Flit gradually learned that everything about him was a façade, a mask he applied on a daily basis. In her line of work, if you didn't have a mysterious façade, you weren't cut out for the job. If you were an open book, then that book wasn’t good enough. She soon learned to stop asking questions.
Three years later, she was trudging past Russell Square in the bloody dead of night trying to light her last cigarette and screaming insults at him for dragging her arse through the cold at that ungodly hour. "Where the f**k are you taking me?"
He stopped. "Turn right." He was definitely following some invisible trail like a dog sniffing out unseen cookie crumbs. “This should be it.”
They stopped dead in their tracks.
The British Museum stood before them.
––––––––
* * * *
The following morning, a fresh-faced Byrd and a somewhat-less-fresh-faced Flit walked into the British Museum. "We have an appointment," said Flit.
The cards and badges they pulled out had been enchanted; people saw what they wanted to see.
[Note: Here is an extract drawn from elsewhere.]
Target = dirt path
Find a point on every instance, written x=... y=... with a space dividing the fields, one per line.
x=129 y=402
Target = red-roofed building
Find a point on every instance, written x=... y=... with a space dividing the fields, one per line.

The pair of MUCOMs walked among museum pillars, attempting to sense the unseen.
Because British government institutions had a love affair with acronyms, the MIU had decided that all MU (Magic User, not Manchester United) agents and operatives were to be paired with recruited COMs (Creatures of Myth - a very broad category requiring several encyclopaedic volumes for clarification). The resulting MUCOM would then be unceremoniously assigned to specific areas of the country with particularly high levels of Unmentionable activity.
Care of the designated streets and alleyways in Central London blessed with the most haunted buildings was naturally plopped onto Flit and Byrd.